The sufferings of women are confirmed by male informants in the study. A 24 old man from Chembe admits that he spends a lot of money buying beers. ‘(…) and you can not prosper with beer. A lot of people have become useless in the community because of drinking beer. They make a lot of money today, they go drinking and all the money is being used up at the pub leaving wife and children suffering.’ Another man from Chembe said that ‘The bad side of beer is that it affects people who are not drinking with you; like the wife is not happy to see her husband drunk. This brings poverty in the house.’

A vicious circle

At the seminar in Lilongwe Stine Hellum Braathen from SINTEF said that several of the women inteviwed had reported being in a vicious circle: ”Men, when they drink, get very hungry, and when they come home they want to have food on the table, but often there is no food, because they have spent all the money on alcohol that should have been spent on food. This leads to a great deal of anger and frustration in the drunken man, and he often ends up shouting at his wife, or even worse; beating her.”

Furthermore, many of the women interviewed in the study reported that they struggle with husbands who become violent and irrational when they drink and/or smoke chamba.

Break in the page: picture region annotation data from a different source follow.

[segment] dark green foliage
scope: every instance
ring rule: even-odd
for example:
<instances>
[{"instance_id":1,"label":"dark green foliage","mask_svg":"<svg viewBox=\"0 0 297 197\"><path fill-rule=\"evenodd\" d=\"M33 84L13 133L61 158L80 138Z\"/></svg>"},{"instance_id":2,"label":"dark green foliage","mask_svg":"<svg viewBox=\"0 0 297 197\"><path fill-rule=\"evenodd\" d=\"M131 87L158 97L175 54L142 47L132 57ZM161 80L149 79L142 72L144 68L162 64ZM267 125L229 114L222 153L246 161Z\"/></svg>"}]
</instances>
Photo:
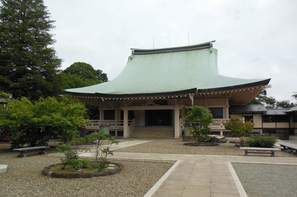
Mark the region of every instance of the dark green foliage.
<instances>
[{"instance_id":1,"label":"dark green foliage","mask_svg":"<svg viewBox=\"0 0 297 197\"><path fill-rule=\"evenodd\" d=\"M107 81L107 74L100 69L95 70L91 65L76 62L59 74L63 79L65 89L89 86Z\"/></svg>"},{"instance_id":2,"label":"dark green foliage","mask_svg":"<svg viewBox=\"0 0 297 197\"><path fill-rule=\"evenodd\" d=\"M211 131L209 127L214 122L212 115L204 107L195 105L188 108L187 116L184 118L189 128L191 135L197 142L200 143L208 138L208 132Z\"/></svg>"},{"instance_id":3,"label":"dark green foliage","mask_svg":"<svg viewBox=\"0 0 297 197\"><path fill-rule=\"evenodd\" d=\"M36 100L60 93L62 60L49 46L55 27L42 0L1 0L0 89Z\"/></svg>"},{"instance_id":4,"label":"dark green foliage","mask_svg":"<svg viewBox=\"0 0 297 197\"><path fill-rule=\"evenodd\" d=\"M62 169L64 169L67 165L70 165L77 170L82 165L87 166L90 162L83 161L81 163L79 160L79 155L85 152L90 151L89 149L79 147L78 146L83 141L83 138L75 138L72 139L71 143L73 144L72 147L69 144L63 144L58 147L57 147L60 153L63 153L65 155L64 158L61 158L61 160L63 163L62 166ZM73 149L74 149L74 150Z\"/></svg>"},{"instance_id":5,"label":"dark green foliage","mask_svg":"<svg viewBox=\"0 0 297 197\"><path fill-rule=\"evenodd\" d=\"M94 142L95 138L90 135L86 135L83 137L82 142L83 144L91 144Z\"/></svg>"},{"instance_id":6,"label":"dark green foliage","mask_svg":"<svg viewBox=\"0 0 297 197\"><path fill-rule=\"evenodd\" d=\"M12 99L9 110L0 109L0 128L12 135L12 148L35 146L57 135L69 140L77 135L77 128L89 122L83 116L86 109L67 97L59 99L41 98L33 104L25 97Z\"/></svg>"},{"instance_id":7,"label":"dark green foliage","mask_svg":"<svg viewBox=\"0 0 297 197\"><path fill-rule=\"evenodd\" d=\"M89 167L89 165L91 164L91 161L90 160L85 159L80 160L78 164L79 166L81 168L86 168Z\"/></svg>"},{"instance_id":8,"label":"dark green foliage","mask_svg":"<svg viewBox=\"0 0 297 197\"><path fill-rule=\"evenodd\" d=\"M297 93L297 92L294 92L293 93ZM291 97L293 99L297 100L297 94L293 94Z\"/></svg>"},{"instance_id":9,"label":"dark green foliage","mask_svg":"<svg viewBox=\"0 0 297 197\"><path fill-rule=\"evenodd\" d=\"M104 162L106 163L106 157L108 155L113 155L113 151L109 149L110 146L113 144L115 144L117 145L119 144L119 142L116 140L114 138L108 137L108 135L103 131L95 131L91 133L90 135L95 139L96 144L96 152L95 153L94 164L97 165L96 164L98 163L99 160L103 158L104 158ZM100 149L100 147L104 140L108 140L108 144L106 148L103 149Z\"/></svg>"},{"instance_id":10,"label":"dark green foliage","mask_svg":"<svg viewBox=\"0 0 297 197\"><path fill-rule=\"evenodd\" d=\"M252 135L249 138L245 139L245 141L250 147L261 148L273 148L277 141L276 138L274 136Z\"/></svg>"},{"instance_id":11,"label":"dark green foliage","mask_svg":"<svg viewBox=\"0 0 297 197\"><path fill-rule=\"evenodd\" d=\"M240 140L240 143L243 145L244 138L249 135L252 130L254 123L252 119L243 122L243 120L239 119L236 115L231 115L228 121L223 122L225 128L230 130L229 132L233 135L238 136Z\"/></svg>"},{"instance_id":12,"label":"dark green foliage","mask_svg":"<svg viewBox=\"0 0 297 197\"><path fill-rule=\"evenodd\" d=\"M290 103L288 100L285 100L281 101L277 101L276 107L277 108L290 108L295 106L292 102Z\"/></svg>"}]
</instances>

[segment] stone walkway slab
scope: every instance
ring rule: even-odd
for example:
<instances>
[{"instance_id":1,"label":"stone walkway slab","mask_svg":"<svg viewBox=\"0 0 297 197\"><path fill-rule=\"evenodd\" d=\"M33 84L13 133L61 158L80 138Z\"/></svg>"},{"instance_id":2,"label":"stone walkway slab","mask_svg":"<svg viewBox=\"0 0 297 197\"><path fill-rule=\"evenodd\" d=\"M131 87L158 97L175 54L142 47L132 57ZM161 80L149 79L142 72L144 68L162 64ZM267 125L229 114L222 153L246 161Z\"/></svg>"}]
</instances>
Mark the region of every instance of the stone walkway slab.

The women are loyal to their husbands and do their best to be good wives and in that way discourage their husbands from drinking/smoking and being unfaithful, irrational and violent. For example one woman in Lilongwe said that she often discusses with her friends how they can be good wives. She said that, ‘We teach each other how to cook delicious meals for our husbands so we can attract them with food and not going out for drinking.’